[6] Dr. Kern corrects kavachanam to kavacham. The latter word is found in the three India Office MSS. and the Sanskrit College MS.
[7] I read mauktika for maulika. The three India Office MSS. and the Sanskrit College MS have mauktika.
[8] One of the seven hells, (not places of torment).
[9] A title of Brahmá.
[10] But the three India Office MSS. read ghúrṇad for purṇa. It could, I suppose, mean, “reeling with joy.” The Sanskrit College MS. has púruva.
[11] The Lokapálas are the guardians of the four cardinal and four intermediate points of the compass. They appear to be usually reckoned as Indra, guardian of the East, Agni of the South-East, Varuṇa of the West, Yama of the South, Súrya of the South-West, Pavana or Váyu of the North-West, Kuvera of the North, Soma or Chandra of the North-East. Some substitute Nirṛiti for Súrya and Iśání or Pṛithiví for Soma.
Chapter CXVII.
In the meanwhile, that king of the Gandharvas, Padmaśekhara, re-entered his city, celebrating a splendid triumph; and hearing from his wife that his daughter Padmávatí had performed asceticism in the temple of Gaurí, to procure for him victory, he summoned her. And when his daughter came, emaciated with asceticism and separation from her lover, and fell at his feet, he gave her his blessing, and said to her, “Dear girl, for my sake you have endured great hardship in the form of penance, so obtain quickly for a husband the noble Muktáphalaketu, the son of the king of the Vidyádharas, the slayer of Vidyuddhvaja, the victorious protector of the world, who has been appointed to marry you by Śiva himself.”

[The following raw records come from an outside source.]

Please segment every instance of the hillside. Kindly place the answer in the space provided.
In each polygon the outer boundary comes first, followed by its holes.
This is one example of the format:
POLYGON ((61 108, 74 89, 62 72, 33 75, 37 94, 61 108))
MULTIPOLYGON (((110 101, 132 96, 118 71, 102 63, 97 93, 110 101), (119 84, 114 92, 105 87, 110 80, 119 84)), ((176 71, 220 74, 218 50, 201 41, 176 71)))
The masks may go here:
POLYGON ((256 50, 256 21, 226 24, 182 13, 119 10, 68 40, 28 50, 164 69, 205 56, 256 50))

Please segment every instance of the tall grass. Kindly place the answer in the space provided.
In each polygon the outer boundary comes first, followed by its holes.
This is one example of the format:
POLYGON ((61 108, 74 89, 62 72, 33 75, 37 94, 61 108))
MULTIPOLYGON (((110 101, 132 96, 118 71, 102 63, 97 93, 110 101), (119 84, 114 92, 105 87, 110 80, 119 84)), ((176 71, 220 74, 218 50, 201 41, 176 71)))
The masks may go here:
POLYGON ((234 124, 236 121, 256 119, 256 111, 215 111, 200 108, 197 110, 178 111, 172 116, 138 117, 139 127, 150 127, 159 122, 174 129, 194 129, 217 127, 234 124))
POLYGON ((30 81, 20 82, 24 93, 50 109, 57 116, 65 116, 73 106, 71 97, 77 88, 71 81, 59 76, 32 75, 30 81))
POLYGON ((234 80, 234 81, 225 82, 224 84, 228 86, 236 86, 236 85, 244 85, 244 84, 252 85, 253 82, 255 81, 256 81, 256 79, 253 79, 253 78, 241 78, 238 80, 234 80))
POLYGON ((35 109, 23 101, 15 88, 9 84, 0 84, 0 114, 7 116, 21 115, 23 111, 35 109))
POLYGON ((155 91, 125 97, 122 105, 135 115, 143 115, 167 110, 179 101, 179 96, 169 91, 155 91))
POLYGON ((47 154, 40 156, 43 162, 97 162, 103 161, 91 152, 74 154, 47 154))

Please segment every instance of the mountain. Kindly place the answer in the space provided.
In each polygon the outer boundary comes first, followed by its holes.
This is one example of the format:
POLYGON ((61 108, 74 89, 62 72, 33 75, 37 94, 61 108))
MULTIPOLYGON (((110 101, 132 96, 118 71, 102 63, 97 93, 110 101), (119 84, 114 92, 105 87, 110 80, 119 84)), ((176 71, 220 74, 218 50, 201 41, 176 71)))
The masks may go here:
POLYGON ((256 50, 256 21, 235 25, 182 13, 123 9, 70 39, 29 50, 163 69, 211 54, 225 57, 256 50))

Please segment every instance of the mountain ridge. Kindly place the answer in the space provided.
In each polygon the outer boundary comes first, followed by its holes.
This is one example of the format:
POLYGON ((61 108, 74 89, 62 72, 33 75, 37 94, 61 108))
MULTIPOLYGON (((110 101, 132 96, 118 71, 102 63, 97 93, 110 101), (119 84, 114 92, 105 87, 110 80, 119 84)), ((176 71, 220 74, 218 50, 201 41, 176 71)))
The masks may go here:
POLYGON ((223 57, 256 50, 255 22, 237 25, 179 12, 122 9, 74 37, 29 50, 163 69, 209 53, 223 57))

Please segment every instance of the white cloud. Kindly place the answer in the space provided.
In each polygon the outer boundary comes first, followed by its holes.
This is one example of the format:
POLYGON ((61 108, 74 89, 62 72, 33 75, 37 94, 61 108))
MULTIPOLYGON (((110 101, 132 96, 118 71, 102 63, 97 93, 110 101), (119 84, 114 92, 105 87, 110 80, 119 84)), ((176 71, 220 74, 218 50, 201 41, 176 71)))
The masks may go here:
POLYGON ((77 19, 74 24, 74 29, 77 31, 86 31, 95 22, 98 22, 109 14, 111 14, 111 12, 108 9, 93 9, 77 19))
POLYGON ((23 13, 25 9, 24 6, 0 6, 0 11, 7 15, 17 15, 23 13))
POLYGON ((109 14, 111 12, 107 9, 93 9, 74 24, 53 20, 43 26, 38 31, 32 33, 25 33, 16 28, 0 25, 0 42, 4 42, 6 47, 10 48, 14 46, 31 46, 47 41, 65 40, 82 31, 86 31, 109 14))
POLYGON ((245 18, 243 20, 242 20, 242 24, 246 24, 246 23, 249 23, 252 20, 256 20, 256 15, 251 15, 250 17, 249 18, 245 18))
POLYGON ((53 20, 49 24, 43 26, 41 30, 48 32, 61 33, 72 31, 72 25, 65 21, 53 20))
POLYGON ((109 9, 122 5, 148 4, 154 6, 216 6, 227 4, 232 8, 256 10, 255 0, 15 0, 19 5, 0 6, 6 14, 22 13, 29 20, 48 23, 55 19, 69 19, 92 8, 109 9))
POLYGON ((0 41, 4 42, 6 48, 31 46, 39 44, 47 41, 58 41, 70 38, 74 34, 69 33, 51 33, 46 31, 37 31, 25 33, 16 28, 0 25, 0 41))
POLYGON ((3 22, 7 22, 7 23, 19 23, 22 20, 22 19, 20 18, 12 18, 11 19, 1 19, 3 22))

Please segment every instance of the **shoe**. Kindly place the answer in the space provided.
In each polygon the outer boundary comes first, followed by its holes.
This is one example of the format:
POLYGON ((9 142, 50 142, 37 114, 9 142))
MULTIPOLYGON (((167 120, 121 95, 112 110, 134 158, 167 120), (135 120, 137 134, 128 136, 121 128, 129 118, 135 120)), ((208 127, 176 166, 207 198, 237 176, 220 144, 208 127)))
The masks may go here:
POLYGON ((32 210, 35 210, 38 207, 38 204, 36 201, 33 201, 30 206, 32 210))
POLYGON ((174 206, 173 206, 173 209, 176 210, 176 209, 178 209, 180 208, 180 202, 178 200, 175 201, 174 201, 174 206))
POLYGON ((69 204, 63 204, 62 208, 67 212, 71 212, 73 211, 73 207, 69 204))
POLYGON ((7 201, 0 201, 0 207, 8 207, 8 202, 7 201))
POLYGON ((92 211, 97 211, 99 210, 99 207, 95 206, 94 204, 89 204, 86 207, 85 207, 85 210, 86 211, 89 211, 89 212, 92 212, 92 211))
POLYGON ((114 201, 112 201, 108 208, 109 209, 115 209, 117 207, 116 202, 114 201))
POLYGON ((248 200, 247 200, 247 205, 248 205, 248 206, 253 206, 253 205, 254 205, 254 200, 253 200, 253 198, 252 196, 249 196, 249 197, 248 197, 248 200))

When her father said this to her, she remained with face fixed on the ground, and then her mother Kuvalayávali said to him, “How, my husband, was so terrible an Asura, that filled the three worlds with consternation, slain by that prince in fight?” When the king heard that, he described to her the valour of that prince, and the battle between the gods and Asuras. Then Padmávatí’s companion, whose name was Manoháriká, described the easy manner in which he slew the two Rákshasís. Then the king and queen, finding out that he and their daughter had met and fallen in love, were pleased, and said, “What could those Rákshasís do against one, who swallowed the whole army of the Asuras, as Agastya swallowed the sea?” Then the fire of Padmávatí’s love blazed up more violently, being fanned by this description of her lover’s surpassing courage, as by a breeze.